For now I'm manually creating this channel and endpoint in the services-config.xml. Later I want to remove this and dynamically create an end point, so that we don't have to do any manual configuration and for one other reason I'll come to later.

So in part 2 it looked like in the CFSCRIPT that you did it the automated way?

Should I go put the channel definition in my xml file and try that?
# Posted By Anthony Webb | 2/13/10 2:09 AM
Ah okay. In part one I add the channel/endpoint in the service config file. In part two I create a _destination_ using CFScript.

At some point I'll work out how to use cfscript to create the endpoint, but I haven't yet.
# Posted By Stephen Moretti | 2/13/10 2:17 AM
Yep that did it, adding the channel from part one of this series solved my issue.

Something odd about this demo. When I click the test link, it sends the test to the gateway.cfc... but then I get a JS alert box as well. What makes it more odd is that EVERY browser I have up gets that same "undefined" JS alert box.

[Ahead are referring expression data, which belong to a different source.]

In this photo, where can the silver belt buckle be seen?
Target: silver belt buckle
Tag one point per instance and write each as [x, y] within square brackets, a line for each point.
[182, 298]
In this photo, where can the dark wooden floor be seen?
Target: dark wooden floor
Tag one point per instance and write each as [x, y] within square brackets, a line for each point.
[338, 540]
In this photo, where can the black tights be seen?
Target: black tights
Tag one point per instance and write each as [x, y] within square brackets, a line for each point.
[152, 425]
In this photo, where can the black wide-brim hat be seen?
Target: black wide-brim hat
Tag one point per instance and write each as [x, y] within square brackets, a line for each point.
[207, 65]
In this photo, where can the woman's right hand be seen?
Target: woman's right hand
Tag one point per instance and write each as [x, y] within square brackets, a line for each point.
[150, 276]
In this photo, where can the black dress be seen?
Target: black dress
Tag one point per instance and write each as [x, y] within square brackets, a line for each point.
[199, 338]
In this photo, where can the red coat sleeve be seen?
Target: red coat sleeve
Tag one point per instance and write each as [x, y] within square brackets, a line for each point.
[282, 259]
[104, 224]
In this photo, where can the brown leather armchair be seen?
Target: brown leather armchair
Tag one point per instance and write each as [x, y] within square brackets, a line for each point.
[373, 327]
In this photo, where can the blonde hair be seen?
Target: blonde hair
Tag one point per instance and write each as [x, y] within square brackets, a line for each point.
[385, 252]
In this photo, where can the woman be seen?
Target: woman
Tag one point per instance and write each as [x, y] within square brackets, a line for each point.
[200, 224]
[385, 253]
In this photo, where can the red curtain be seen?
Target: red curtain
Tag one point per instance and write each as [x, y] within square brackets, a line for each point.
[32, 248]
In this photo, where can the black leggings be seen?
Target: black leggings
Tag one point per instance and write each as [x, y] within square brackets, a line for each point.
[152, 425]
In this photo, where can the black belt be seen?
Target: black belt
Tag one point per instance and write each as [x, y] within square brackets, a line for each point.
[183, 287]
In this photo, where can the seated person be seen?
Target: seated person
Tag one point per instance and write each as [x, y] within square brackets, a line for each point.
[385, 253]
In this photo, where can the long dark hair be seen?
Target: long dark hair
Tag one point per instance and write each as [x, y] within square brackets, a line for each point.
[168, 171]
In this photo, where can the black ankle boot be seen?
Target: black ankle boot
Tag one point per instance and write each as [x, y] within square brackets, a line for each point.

So there must be some sort of a message coming back through to the entire group of subscribers to that channel, and the eventHandler is picking it up and dumping it to the alert box as per the handler. Seems like an odd behavior. I would only imagine a "message" being sent if the user requested, this appears to be a phantom message?

One note for you mac users, in the gateway.cfc the log files will not be written to the correct "dumps" folder. Here is something more cross platform:

output="#expandPath('dumps')#/incomingEvent_#dateformat(now(),"yyyymmdd")#_#timeformat(now(),"HHMMSS")#.html"
# Posted By Anthony Webb | 2/13/10 2:27 AM
Ah, I see. I saw the "channelName" inside the cfscript and thought that was replacing the setup in part 1.

As for the curious, this phantom message I was talking about in my last post contains: ({fb_instance_id:"9"})

Looks like the instanceID in one that increments each time I click.
# Posted By Anthony Webb | 2/13/10 2:37 AM
Hmm I may have inadvertently put some code into the archive at half past midnight this morning. I'll check tonight.

With regards the dumps file path. The code should be cross platform already, but might have put a windows slash in the path.
# Posted By Stephen Moretti | 2/13/10 3:07 AM
Been waiting a long time to give this a shot. Took 10 minutes. Hardest part was compiling the SWF. Thanks dude!